Mayıs'ın Değişimi

5 9 0
                                    

Karşımda gözlerini kırpmadan pencereden  dışarıyı izliyordu. Bu  kişiyi tanımam uzun zamanımı aldı. Boş bir odada tek bir pencere bulunan küflü bir odaydı. Odada bir yatak ve bir sandalye vardı. Öylece dışarıyı izliyordu. Omuzları açık bir bluz giyinmişti. Kürek kemiklerinde kesikler vardı. Saçlarını kazımışlardı. Hiçbir duygusu kalmamıştı. Baktığı yerde ne gördüğünü bir tek o biliyordu, suratında garip bir tebessüm vardı. Oysaki baktığı yerde sadece dalgalı bir deniz bulunuyordu... Bu kişi mayıs'tı...

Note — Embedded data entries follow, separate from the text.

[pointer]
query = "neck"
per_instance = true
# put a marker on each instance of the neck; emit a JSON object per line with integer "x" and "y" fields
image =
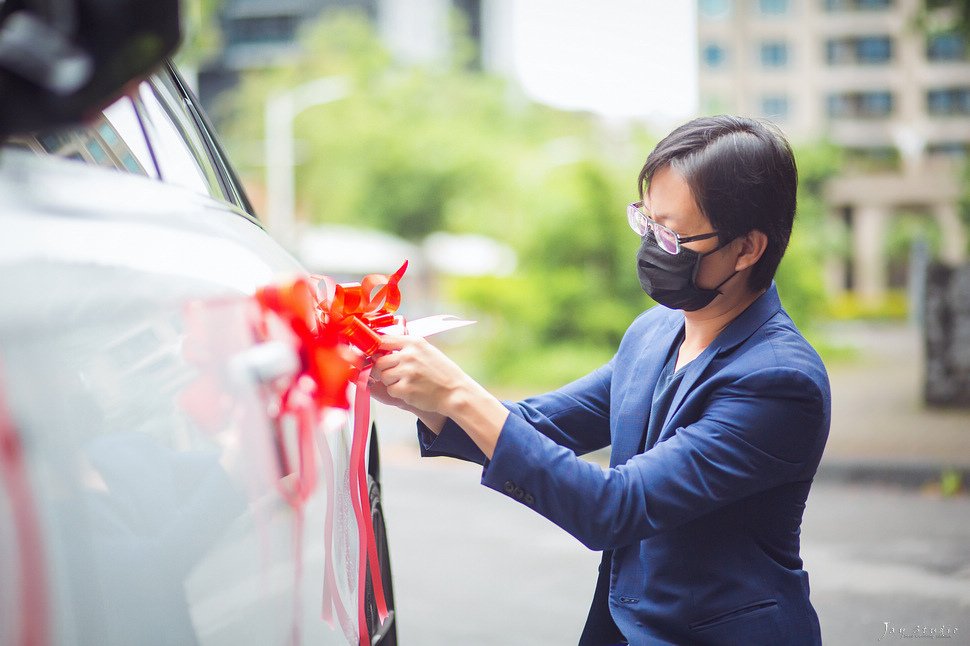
{"x": 702, "y": 326}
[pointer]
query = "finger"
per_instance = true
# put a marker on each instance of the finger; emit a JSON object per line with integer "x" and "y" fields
{"x": 390, "y": 342}
{"x": 386, "y": 362}
{"x": 390, "y": 377}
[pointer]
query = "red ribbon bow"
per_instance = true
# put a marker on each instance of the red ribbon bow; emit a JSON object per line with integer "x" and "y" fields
{"x": 348, "y": 316}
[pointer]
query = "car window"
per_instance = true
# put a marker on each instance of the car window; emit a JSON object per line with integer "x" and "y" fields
{"x": 182, "y": 156}
{"x": 114, "y": 139}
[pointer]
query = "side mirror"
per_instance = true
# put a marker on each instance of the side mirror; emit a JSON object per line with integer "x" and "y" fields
{"x": 61, "y": 61}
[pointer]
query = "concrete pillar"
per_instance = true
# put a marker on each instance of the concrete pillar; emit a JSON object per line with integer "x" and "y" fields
{"x": 868, "y": 234}
{"x": 953, "y": 251}
{"x": 835, "y": 268}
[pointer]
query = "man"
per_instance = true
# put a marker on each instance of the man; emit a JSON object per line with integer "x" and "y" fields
{"x": 716, "y": 408}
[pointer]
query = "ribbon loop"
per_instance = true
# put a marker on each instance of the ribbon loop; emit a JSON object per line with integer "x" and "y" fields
{"x": 337, "y": 329}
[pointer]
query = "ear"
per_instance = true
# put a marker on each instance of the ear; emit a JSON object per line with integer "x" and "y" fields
{"x": 751, "y": 247}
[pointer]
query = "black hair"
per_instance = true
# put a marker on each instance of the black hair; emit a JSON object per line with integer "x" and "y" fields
{"x": 742, "y": 175}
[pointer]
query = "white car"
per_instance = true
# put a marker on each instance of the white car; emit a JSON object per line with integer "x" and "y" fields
{"x": 150, "y": 484}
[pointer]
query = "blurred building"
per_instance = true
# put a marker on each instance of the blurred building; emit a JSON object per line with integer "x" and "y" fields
{"x": 262, "y": 33}
{"x": 887, "y": 80}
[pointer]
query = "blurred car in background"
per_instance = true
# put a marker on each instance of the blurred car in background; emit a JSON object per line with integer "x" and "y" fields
{"x": 142, "y": 462}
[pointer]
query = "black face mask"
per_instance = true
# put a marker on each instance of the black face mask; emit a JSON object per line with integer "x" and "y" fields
{"x": 669, "y": 279}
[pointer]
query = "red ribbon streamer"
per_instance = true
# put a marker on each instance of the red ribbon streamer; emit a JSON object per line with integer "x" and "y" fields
{"x": 348, "y": 315}
{"x": 30, "y": 548}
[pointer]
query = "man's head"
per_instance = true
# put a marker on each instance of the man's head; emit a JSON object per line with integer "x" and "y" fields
{"x": 742, "y": 175}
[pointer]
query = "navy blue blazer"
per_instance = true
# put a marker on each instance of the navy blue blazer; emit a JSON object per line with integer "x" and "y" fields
{"x": 701, "y": 526}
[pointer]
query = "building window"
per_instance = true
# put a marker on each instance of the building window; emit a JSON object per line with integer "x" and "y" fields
{"x": 948, "y": 101}
{"x": 864, "y": 50}
{"x": 860, "y": 105}
{"x": 714, "y": 9}
{"x": 775, "y": 106}
{"x": 872, "y": 158}
{"x": 714, "y": 56}
{"x": 773, "y": 7}
{"x": 263, "y": 29}
{"x": 947, "y": 46}
{"x": 857, "y": 5}
{"x": 954, "y": 149}
{"x": 874, "y": 49}
{"x": 774, "y": 54}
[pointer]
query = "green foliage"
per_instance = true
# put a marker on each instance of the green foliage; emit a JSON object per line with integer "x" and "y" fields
{"x": 412, "y": 150}
{"x": 951, "y": 482}
{"x": 200, "y": 32}
{"x": 894, "y": 306}
{"x": 800, "y": 280}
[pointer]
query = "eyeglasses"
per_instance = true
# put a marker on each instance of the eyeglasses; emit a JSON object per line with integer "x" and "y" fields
{"x": 666, "y": 239}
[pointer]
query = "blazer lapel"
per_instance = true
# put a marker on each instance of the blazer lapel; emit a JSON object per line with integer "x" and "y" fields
{"x": 634, "y": 410}
{"x": 736, "y": 333}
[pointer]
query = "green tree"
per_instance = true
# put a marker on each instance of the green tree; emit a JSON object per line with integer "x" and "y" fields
{"x": 412, "y": 150}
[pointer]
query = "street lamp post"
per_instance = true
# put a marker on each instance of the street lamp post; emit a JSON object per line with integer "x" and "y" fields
{"x": 280, "y": 111}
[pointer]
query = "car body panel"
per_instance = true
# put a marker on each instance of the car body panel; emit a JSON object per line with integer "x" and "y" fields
{"x": 133, "y": 362}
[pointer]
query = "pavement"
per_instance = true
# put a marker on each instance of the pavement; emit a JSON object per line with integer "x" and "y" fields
{"x": 881, "y": 430}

İçimde bir acı hissettim. Onu sadece bir yıl yalnız bırakmıştım. Okulunu bitirdiğini ve yeni bir işe başladığı günü daha dün gibi hatırlıyorken, ne olmuştu da bu hale gelmişti. Nasıl onu bu kadar uzun süre aramamıştım. Hafızam bana oyun oynuyor olabilir miydi! Çoğu zaman gerçeklik algımı yitirdiğim oluyordu oysa şimdi, bu bambaşkaydı.

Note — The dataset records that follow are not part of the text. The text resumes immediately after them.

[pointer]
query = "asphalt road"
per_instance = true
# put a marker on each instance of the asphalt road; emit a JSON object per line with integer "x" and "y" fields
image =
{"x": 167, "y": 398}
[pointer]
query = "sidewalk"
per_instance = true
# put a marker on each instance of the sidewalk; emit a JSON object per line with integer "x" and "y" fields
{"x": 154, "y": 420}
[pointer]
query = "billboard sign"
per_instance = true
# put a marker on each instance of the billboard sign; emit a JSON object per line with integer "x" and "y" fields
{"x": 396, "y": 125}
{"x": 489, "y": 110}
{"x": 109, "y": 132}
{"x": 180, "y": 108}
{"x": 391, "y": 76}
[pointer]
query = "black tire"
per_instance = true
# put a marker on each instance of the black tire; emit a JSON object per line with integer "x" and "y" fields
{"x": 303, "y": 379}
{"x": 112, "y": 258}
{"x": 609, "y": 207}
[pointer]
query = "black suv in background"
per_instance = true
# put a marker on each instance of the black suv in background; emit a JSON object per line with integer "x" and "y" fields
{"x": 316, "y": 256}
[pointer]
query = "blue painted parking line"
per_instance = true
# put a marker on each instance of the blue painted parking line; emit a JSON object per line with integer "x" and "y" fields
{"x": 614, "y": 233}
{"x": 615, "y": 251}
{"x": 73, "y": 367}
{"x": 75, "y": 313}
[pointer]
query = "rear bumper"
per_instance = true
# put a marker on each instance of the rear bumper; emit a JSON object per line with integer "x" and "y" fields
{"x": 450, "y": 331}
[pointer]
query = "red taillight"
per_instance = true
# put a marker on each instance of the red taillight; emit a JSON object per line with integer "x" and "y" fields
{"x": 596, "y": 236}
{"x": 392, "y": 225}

Mayıs Kafasını bana çevirdi;
Mayıs; -sonunda gelebildin! Dedi.
Eylül; -özür dilerim. Neler oldu?
(Cevabını duymaya korkuyordum. )

Mayıs; -çok şey oldu ablacığım. Ben bile çoğu zaman nasıl bu labirentte girdiğimi anlayamadım. Işığımı çaldılar... bu kesikleri yaptıklarında, bütün benliğimi de yaraladılar. İyileşemedim, iyi olamadım. Hafızamda bir şey kalmayana dek hergünü yeniden aynı acıyla başlattılar.

Eylül; -Diğerlerine ne oldu?
Mayıs; -kimden bahsediyorsun?
Eylül; -En son ne hatırlıyorsun?
Mayıs; -hergün bu anı yaşadım. Senin buraya geleceğini ve sana bunları anlatacağımı görüp durdum.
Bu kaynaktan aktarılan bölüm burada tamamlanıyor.